酒場の外に、鬼の形相のマリが仁王立ちで、腕を組んで立っていた。
「あたしにロース商会を調査させといて、あんたらは酒場で女相手に楽しくお遊びかっ!!
あぁ!!」
「ヒエっ、マリ。」
ヤスは幸せそうに、汚れた鼻血顔でニヤけて気を失っている。
客達に踏み付けにされているのを、やっと苦労して引きずり出したシンだった。
「なんだこのニヤけたヤスは?」
「いや、その、なんだろうね。」
「外までワーワーキャーキャー女の黄色い声がする店で、鼻血出してるこのザマで、言い訳できるのか?あぁ!」
「マリちゃん、許して、ヤスがどうーーーしても行きたいって言うから、
俺仕方なくヤスにお供しただけだから。
ほんとに。
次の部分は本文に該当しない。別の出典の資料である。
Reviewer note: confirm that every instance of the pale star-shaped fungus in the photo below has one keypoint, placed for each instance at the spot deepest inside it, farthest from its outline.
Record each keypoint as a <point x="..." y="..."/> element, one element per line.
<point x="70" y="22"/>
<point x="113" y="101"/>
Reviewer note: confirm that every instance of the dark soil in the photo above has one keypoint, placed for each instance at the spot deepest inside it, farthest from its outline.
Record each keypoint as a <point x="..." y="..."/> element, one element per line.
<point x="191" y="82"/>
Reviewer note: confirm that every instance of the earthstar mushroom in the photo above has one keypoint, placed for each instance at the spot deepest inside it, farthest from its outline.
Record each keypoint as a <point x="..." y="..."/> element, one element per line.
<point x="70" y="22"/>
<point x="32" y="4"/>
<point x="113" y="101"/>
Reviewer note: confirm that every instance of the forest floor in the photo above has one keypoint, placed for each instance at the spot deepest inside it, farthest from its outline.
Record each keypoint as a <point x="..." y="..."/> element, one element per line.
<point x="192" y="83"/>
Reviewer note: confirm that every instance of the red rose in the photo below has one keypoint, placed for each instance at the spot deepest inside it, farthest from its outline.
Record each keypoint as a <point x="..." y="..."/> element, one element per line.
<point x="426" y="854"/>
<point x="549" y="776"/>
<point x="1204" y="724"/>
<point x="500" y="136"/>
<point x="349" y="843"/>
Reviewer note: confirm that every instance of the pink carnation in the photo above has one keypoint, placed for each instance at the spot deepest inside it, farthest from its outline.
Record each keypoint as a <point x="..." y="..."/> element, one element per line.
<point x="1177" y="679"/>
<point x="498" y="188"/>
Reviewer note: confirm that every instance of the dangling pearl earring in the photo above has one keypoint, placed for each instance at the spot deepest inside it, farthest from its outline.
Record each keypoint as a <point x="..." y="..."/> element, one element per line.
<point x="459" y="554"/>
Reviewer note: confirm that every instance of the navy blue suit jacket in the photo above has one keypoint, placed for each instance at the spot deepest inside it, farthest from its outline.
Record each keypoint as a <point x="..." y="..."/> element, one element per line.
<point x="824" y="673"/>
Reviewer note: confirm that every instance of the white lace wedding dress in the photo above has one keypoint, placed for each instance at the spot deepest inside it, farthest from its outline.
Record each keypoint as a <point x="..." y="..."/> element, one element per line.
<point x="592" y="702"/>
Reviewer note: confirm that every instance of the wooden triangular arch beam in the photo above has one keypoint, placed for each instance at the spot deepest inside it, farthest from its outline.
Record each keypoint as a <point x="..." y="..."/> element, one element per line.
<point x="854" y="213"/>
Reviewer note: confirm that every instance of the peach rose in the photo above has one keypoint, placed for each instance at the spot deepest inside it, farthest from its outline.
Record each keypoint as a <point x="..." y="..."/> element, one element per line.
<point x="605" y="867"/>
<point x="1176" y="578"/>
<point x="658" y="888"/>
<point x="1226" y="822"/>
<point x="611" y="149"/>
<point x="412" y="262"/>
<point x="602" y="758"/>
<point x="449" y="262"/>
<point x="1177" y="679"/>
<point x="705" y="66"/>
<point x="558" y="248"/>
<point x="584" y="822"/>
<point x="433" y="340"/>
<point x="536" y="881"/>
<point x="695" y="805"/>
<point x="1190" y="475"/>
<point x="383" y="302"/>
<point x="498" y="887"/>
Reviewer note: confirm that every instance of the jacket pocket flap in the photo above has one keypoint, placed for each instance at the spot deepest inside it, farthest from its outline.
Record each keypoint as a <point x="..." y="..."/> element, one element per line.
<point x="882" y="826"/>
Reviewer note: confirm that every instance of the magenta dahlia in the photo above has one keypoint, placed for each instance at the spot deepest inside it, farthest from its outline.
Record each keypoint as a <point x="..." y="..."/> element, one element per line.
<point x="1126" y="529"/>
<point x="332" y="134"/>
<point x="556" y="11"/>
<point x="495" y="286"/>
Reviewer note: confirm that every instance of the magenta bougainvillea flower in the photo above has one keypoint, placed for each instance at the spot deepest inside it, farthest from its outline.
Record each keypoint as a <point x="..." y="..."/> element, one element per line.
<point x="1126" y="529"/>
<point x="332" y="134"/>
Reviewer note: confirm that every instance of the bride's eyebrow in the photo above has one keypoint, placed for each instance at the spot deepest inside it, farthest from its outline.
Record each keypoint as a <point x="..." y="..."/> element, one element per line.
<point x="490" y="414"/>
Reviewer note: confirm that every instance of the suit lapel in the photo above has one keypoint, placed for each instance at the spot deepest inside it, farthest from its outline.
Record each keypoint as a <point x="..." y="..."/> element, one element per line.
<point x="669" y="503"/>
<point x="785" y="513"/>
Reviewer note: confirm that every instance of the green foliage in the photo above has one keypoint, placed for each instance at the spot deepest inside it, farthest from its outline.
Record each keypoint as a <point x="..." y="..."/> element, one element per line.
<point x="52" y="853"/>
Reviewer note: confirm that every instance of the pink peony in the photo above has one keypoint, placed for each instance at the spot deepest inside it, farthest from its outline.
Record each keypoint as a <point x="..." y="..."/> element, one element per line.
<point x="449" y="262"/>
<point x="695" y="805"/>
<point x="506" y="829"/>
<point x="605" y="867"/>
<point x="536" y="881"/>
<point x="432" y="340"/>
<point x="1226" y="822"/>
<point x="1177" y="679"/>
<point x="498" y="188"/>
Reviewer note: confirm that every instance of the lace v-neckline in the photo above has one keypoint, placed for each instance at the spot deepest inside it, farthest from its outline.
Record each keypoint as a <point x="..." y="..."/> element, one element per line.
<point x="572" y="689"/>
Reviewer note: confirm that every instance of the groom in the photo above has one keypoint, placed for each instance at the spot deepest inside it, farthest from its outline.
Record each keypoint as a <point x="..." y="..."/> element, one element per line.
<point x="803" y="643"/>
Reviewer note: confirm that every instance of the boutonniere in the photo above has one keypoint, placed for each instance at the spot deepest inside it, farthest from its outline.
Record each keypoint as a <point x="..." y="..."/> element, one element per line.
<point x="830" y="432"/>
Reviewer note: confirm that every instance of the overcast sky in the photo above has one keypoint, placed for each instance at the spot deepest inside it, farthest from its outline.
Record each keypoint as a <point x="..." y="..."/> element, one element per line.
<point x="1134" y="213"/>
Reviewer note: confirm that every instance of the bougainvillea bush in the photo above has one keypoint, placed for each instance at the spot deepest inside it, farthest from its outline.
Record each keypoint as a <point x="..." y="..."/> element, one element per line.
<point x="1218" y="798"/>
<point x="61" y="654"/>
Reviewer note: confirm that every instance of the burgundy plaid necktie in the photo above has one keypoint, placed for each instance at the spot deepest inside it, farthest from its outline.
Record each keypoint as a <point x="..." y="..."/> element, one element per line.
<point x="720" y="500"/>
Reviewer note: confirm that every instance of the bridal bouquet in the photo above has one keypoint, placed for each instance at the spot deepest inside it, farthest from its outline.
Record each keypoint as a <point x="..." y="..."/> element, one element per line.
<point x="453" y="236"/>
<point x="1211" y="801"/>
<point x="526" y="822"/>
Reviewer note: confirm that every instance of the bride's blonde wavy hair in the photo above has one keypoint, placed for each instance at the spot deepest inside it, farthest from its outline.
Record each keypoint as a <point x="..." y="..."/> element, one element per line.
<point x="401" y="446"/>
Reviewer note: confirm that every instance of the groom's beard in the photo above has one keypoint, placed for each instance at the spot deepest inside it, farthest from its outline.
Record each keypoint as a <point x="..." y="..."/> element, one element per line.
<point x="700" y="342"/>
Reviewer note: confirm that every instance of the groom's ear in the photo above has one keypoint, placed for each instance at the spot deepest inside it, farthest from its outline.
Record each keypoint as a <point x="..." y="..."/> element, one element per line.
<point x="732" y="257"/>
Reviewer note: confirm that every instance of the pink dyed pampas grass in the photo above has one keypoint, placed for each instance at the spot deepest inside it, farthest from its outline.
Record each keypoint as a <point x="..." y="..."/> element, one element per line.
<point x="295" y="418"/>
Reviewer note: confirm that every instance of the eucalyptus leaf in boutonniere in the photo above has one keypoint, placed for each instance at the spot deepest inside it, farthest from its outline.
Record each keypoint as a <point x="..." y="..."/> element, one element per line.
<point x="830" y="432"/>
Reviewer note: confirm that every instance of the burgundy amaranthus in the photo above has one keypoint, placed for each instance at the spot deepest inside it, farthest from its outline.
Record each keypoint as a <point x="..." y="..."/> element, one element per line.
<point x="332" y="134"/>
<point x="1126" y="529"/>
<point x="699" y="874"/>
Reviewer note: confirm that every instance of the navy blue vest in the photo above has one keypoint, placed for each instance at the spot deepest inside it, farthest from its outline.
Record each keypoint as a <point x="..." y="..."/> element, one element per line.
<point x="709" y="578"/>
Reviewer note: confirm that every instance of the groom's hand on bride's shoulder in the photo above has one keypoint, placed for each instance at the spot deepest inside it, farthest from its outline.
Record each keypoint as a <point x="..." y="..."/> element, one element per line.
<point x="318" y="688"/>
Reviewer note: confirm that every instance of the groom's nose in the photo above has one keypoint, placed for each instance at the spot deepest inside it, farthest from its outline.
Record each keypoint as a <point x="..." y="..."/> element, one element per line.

」
「ゆるさーーん!」
マリが棍棒でシンとヤスを思い切り殴った。
シンもヤスも顔面が凹むほど棍棒で殴られた。
後日、領主の館、ロフの執務室。
自衛団長のヤモがロフに報告している。
「ロース商会については、ナカタ様の件では目立った動きは無いようです。
ナカタ様の噂が本当なら、攫ってミツモの街に架橋させる企みはあったそうですが、我々のナカタ様隠しが効果的だったようです。」
「うどん様を攫おうとした冒険者は?」
「情報を欲しがったロース商会が、誰でも良いからロフ様の屋敷に出入りしている人物から情報を仕入れようとしただけで、うどん様=ナカタ様の積もりで襲った事では無いらしいです。」
「ただ、もし、ナカタ様が見つかれば、どんな手を使ってでもミツモに連れてくるように、カサイに司令を出してあるそうなので、油断は出来ませんが。」
「カサイはスワンの街に詳しいし、知人も多いですよね。
ヤモさん、今後も用心が必要ですね。」
「はい、そう思います。」
「急な依頼でしたが、ヤスはいい調査をしてくれましたね。
労っていたと伝えて下さい。」
「ありがとうございます。ロフ様。
失礼いたします。」
こめかみに汗を浮かべるヤモだった。
数刻前、ヤモが領主館に向かう前の自衛団屯所。
散々にマリに痛めつけられたヤスとシンは、
マリに正座させられて、ヤモの前でミツモの街での調査結果を報告した。
ロース商会への調査はマリが一人で行い、2人は踊り子の酒場で3日続けて遊んでいたとの事だった。
それを聞いて、ヤモは思った。
(用事を見つけて、ミツモの街に出掛けてみようかな。なるほど、踊り子の酒場ね。むふふ。)
そんなヤモを見て、ギロリとヤモを睨むマリだった。